Le Petit Violon De Mr Grégoire

Artist: Mona Lisa
Label: Crypto
Catalog#: ZAC 6402
Format: Vinyl
Country: France
Released: 1976
A1 Le Chant Des Glaces 4:30
A2 Allons Z'Enfants 6:15
A3 Le Publiphobe 2:27
A4 Solaris 2:50
B1 La Folie 5:37
B2 De Toute Ma Haine 5:56
B3 Plus Loin Vers Le Ciel 9:00

Bass, Vocals – Jean-Luc Martin
Drums, Percussion, Vocals – Francis Poulet
Electric Guitar, Acoustic Guitar – Pascal Jardon
Lead Vocals, Flute, Synthesizer – Dominique Le Guennec
Piano, Organ, Synthesizer – Jean-Paul Pierson
Producer – Jean-Claude Pognant

Strawberry Bricks Entry: 
Mona Lisa came from Orléans, France, and followed in the footsteps of countrymate Ange with their so-called "rock theatre:" a uniquely French style of progressive rock inspired by Genesis.

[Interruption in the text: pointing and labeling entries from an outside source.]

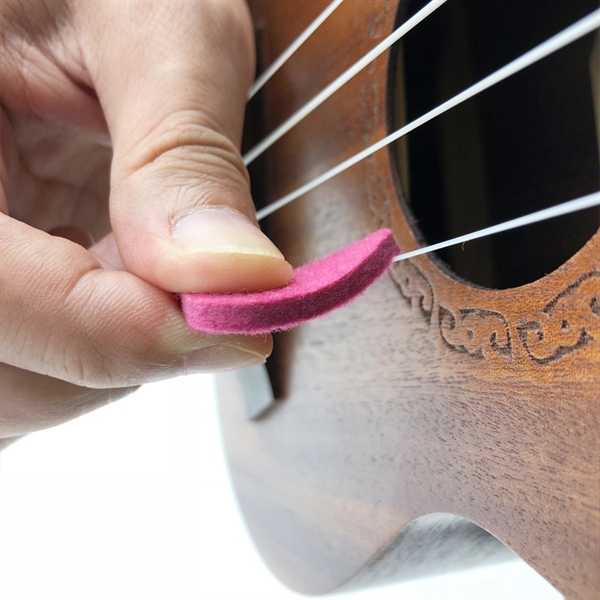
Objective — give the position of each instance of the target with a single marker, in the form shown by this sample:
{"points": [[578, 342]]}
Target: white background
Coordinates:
{"points": [[132, 502]]}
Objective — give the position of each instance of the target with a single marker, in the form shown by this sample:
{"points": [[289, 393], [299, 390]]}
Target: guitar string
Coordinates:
{"points": [[335, 85], [285, 55], [565, 208], [558, 41]]}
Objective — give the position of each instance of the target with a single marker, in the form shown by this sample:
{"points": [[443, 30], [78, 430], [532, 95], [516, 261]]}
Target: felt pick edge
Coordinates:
{"points": [[264, 312]]}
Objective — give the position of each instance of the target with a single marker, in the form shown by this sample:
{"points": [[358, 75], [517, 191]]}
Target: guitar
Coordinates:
{"points": [[460, 393]]}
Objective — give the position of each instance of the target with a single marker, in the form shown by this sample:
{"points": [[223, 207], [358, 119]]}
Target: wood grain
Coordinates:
{"points": [[428, 395]]}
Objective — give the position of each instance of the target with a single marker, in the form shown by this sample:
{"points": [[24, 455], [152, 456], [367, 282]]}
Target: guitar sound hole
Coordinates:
{"points": [[527, 143]]}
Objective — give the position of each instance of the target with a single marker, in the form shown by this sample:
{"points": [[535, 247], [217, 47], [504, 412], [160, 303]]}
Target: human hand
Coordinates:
{"points": [[120, 122]]}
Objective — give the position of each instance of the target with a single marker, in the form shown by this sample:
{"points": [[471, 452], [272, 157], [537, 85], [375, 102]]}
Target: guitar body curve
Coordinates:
{"points": [[427, 395]]}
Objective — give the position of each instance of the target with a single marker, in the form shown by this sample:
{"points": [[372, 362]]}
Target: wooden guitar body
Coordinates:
{"points": [[429, 394]]}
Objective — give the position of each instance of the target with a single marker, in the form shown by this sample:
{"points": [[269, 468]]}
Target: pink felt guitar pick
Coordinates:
{"points": [[315, 289]]}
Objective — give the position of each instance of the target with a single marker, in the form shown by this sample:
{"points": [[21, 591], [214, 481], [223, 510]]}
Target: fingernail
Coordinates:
{"points": [[221, 357], [224, 231]]}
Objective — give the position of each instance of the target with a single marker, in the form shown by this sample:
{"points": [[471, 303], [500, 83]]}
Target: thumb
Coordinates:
{"points": [[172, 79]]}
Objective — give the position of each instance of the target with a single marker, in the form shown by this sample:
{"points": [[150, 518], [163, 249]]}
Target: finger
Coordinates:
{"points": [[30, 401], [174, 96], [64, 316]]}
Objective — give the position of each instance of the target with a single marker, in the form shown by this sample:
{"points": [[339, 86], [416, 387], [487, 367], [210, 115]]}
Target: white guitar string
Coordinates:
{"points": [[335, 85], [285, 55], [542, 215], [558, 41]]}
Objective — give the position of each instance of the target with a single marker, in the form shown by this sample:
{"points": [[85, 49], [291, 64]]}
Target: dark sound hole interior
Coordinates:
{"points": [[527, 143]]}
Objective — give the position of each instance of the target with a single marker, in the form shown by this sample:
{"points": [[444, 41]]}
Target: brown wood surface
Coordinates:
{"points": [[427, 395]]}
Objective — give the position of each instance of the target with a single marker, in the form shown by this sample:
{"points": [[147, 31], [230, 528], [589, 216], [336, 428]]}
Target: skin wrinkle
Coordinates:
{"points": [[110, 329]]}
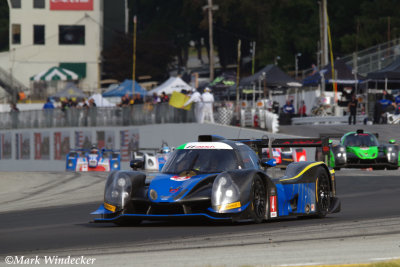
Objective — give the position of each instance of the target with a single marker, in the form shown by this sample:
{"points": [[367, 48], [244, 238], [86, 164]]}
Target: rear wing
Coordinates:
{"points": [[258, 144], [340, 135]]}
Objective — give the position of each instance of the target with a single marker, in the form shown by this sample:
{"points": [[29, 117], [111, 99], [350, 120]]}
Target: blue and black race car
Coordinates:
{"points": [[222, 180]]}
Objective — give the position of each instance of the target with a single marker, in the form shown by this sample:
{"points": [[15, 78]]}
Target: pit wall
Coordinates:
{"points": [[45, 149]]}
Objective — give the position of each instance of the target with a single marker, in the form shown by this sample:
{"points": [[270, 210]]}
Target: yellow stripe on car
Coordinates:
{"points": [[304, 170], [229, 206]]}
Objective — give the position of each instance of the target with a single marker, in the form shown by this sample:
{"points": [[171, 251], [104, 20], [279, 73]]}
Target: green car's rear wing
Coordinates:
{"points": [[340, 135]]}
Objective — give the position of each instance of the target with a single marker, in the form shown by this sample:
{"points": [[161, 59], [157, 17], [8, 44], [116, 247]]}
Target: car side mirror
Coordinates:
{"points": [[267, 162], [137, 164]]}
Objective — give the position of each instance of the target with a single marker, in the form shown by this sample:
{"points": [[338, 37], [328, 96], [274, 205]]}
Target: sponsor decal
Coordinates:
{"points": [[180, 178], [71, 4], [174, 190], [207, 145], [302, 142], [229, 206], [200, 147], [307, 209], [272, 205], [109, 207]]}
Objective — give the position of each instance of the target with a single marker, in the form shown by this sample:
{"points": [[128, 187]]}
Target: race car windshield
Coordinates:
{"points": [[361, 140], [201, 161]]}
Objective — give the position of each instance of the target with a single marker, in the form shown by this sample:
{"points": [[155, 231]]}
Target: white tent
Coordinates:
{"points": [[101, 101], [171, 85]]}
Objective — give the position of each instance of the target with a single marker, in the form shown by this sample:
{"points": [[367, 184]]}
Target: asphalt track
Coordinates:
{"points": [[367, 229]]}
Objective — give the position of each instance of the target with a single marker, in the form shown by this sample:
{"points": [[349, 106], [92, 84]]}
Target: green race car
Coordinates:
{"points": [[362, 150]]}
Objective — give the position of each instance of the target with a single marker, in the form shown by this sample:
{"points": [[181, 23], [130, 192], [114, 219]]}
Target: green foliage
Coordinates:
{"points": [[279, 27], [4, 25]]}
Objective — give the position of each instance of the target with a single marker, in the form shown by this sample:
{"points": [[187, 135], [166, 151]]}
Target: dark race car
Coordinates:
{"points": [[362, 150], [222, 180]]}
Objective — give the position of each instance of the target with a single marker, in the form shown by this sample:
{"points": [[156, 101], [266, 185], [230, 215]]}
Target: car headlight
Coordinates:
{"points": [[121, 182], [225, 193], [118, 189]]}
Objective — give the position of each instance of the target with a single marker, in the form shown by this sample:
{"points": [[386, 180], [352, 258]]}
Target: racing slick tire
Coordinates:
{"points": [[259, 201], [323, 193]]}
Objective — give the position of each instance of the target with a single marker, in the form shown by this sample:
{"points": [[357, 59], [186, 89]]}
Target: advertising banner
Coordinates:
{"points": [[42, 145], [105, 139], [6, 146], [23, 147], [129, 143], [71, 4], [61, 145]]}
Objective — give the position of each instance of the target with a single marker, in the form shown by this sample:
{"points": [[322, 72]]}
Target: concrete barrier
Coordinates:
{"points": [[45, 149]]}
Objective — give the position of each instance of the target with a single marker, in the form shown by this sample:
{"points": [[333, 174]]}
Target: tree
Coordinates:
{"points": [[4, 26]]}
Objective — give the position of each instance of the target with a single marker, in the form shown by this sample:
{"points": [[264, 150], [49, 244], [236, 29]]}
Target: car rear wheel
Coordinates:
{"points": [[323, 193], [259, 201]]}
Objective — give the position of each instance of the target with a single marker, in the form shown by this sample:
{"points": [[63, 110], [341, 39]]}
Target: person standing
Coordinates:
{"points": [[352, 108], [302, 109], [208, 103], [14, 112], [195, 97]]}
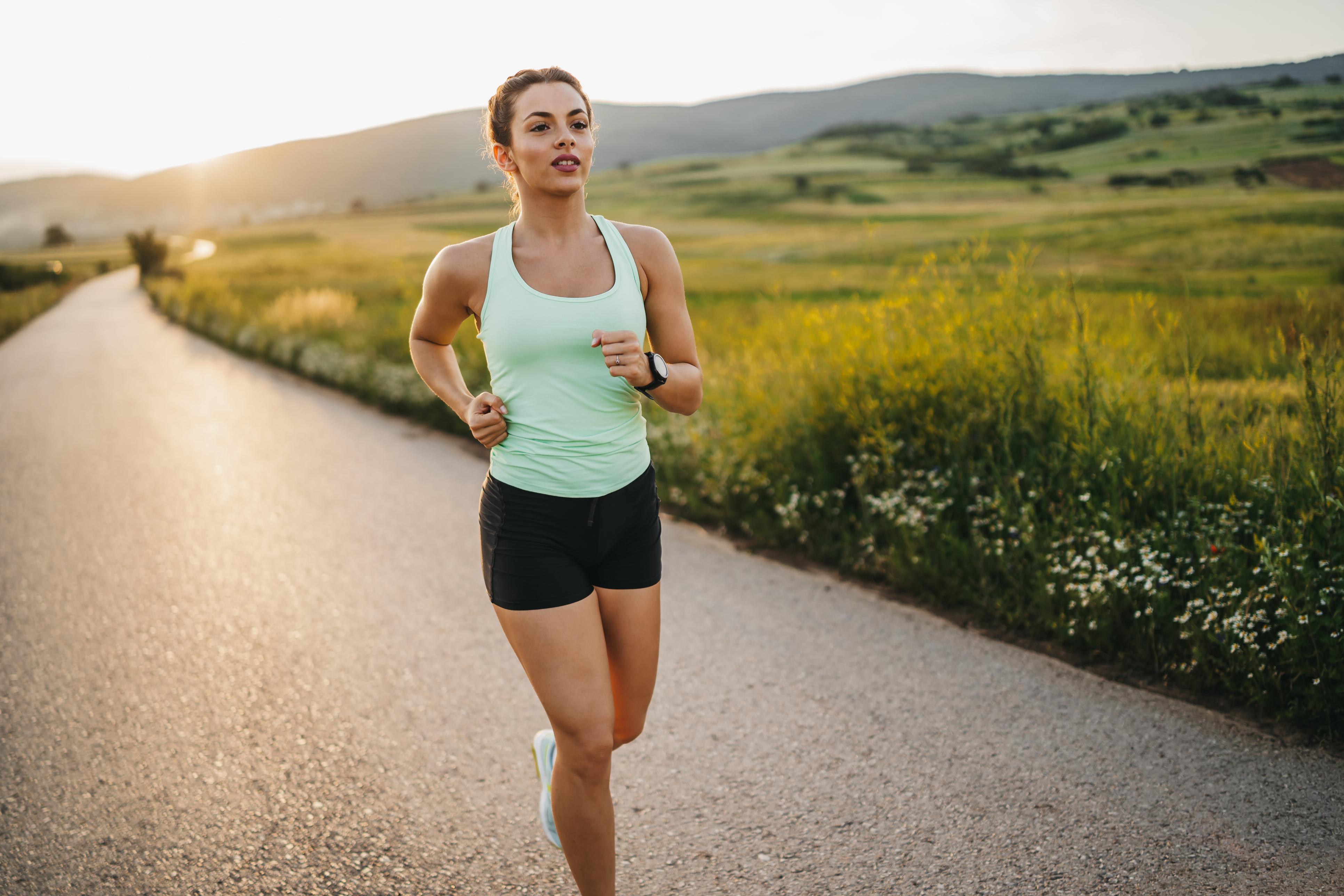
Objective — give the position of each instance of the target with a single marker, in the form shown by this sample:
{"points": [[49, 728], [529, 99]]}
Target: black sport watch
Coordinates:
{"points": [[659, 369]]}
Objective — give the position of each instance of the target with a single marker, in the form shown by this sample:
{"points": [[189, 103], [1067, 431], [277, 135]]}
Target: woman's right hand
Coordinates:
{"points": [[486, 417]]}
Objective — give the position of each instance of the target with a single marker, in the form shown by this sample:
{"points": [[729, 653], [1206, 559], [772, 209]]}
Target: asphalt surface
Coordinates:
{"points": [[245, 648]]}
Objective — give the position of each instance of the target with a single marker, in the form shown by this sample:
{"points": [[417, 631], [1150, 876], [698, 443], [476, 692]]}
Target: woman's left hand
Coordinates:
{"points": [[624, 355]]}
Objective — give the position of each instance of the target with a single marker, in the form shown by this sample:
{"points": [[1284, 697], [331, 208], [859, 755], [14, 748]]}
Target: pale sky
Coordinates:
{"points": [[139, 85]]}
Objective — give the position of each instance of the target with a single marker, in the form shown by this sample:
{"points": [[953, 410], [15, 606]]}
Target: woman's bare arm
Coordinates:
{"points": [[455, 279], [670, 328]]}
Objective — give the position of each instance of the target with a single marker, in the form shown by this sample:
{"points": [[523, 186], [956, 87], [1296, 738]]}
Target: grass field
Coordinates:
{"points": [[1111, 417], [76, 264]]}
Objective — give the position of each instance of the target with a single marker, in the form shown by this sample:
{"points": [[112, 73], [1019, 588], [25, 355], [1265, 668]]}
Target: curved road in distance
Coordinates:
{"points": [[247, 649]]}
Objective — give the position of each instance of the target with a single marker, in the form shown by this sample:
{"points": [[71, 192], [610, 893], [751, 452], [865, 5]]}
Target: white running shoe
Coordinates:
{"points": [[543, 755]]}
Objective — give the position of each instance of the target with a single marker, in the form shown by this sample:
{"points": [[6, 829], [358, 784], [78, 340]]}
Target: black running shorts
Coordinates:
{"points": [[545, 551]]}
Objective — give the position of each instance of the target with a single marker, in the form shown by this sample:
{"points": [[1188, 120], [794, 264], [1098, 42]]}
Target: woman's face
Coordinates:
{"points": [[553, 143]]}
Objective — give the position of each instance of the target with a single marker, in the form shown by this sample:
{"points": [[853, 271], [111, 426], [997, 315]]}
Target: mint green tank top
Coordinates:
{"points": [[574, 430]]}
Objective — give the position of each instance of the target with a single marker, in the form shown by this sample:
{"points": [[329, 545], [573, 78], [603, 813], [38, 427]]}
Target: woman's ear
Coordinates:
{"points": [[502, 158]]}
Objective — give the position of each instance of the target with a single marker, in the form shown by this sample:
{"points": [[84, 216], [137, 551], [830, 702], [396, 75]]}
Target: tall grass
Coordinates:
{"points": [[1056, 461], [987, 448]]}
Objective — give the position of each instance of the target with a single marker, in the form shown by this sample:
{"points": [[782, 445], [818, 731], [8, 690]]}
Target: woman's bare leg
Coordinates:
{"points": [[631, 620], [565, 656]]}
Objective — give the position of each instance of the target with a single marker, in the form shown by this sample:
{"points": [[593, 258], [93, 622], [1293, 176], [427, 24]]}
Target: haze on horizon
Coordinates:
{"points": [[134, 88]]}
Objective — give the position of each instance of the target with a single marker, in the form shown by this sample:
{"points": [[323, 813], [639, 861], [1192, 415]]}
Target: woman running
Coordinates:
{"points": [[570, 533]]}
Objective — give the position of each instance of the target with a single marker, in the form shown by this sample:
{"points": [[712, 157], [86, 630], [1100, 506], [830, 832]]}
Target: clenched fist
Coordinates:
{"points": [[624, 355], [486, 417]]}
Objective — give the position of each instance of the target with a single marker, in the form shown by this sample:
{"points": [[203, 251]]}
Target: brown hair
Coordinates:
{"points": [[498, 120]]}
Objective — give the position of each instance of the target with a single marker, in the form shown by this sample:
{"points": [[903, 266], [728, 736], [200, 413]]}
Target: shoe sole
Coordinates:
{"points": [[537, 765]]}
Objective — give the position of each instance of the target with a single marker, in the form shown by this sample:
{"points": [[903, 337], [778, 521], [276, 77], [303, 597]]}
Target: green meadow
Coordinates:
{"points": [[34, 281], [1074, 371]]}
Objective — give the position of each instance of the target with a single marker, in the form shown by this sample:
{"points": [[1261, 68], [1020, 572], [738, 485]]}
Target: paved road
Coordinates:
{"points": [[247, 649]]}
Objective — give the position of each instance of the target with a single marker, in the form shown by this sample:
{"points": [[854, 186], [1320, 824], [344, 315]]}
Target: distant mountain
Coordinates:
{"points": [[443, 154]]}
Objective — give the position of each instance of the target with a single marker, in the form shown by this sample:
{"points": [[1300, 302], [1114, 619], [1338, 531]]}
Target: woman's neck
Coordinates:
{"points": [[554, 219]]}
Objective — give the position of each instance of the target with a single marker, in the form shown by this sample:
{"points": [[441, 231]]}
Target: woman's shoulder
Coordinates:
{"points": [[462, 268], [647, 243]]}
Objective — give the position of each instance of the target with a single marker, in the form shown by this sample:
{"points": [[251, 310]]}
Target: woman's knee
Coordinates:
{"points": [[588, 753], [627, 731]]}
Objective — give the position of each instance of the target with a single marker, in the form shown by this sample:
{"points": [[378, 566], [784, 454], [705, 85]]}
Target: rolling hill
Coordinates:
{"points": [[443, 154]]}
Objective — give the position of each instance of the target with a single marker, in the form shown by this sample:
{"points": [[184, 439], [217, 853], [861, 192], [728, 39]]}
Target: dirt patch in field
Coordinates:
{"points": [[1315, 173]]}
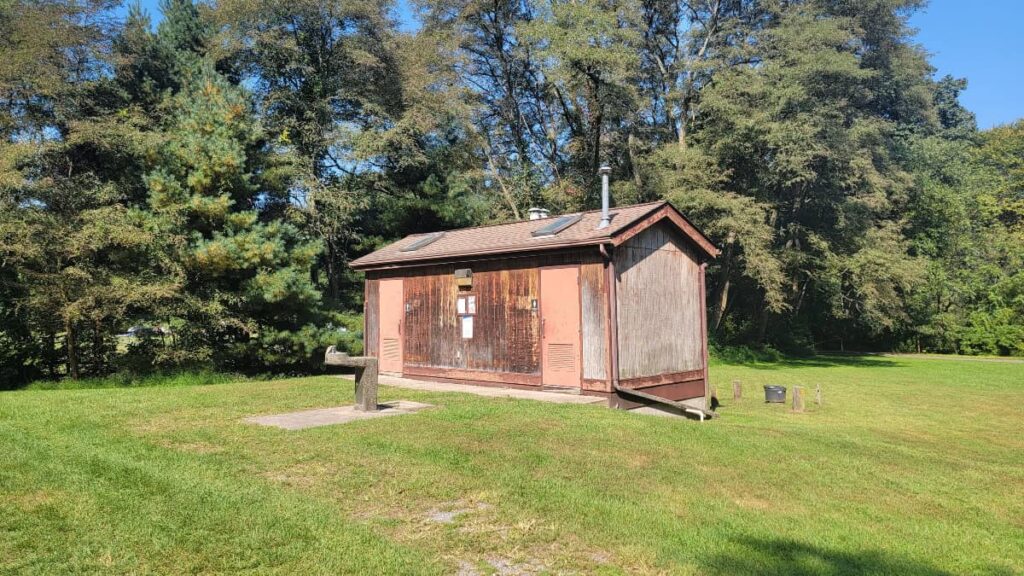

A debut album L'Escapade, produced by Ange guitarist Jean-Michel Brézovar, was released by the Arcane label in 1974; but the following year's Grimaces showed progress. By their third album, the band had coalesced into a lineup of guitarist Pascal Jardon, keyboardist Jean-Paul Pierson, bassist Jean-Luc Martin, drummer Francis Poulet and vocalist Dominique Le Guennec. Le Petit Violon De Mr Grégoire saw release on Jean-Claude Pognant's Crypto label in 1976, and is generally regarded as not only the band's masterpiece, but also one of the premier examples of rock progressif. "Le Chant des Glaces" is propelled by a sturdy bass and blistering lead guitar, while the following "Allons Z'enfants" offers a more typically French symphonic vocal number, with Le Guennec's powerful voice to the fore. Jardon's guitar has a heavy tone similar to Steve Hackett's, but the arrangements here are fresh as well as accomplished. The second side presents the dark, dramatic title suite in three parts. "La folie" ("Madness") opens with organ and spoken word, then quickly unfolds to a brisk tempo, punctuated by Pierson's synth. "De toute ma haine" ("Of all my hatred") follows, expertly and spiritedly spinning together disparate musical chunks. "Plus loin vers la Ciel" ("Further near Heaven") continues, highlighting the bracing, marching tempo of the band's compositions. Though perhaps appearing late in the game, the album is one of the finest in the French canon. A final (and again, excellent) album with Le Guennec, Avant Qu'il Ne Soit Trop Tard, appeared in 1977. However, disillusioned with the band's lack of commercial success, Le Guennec departed. A final album with Poulet (successfully) performing vocals appeared in 1979.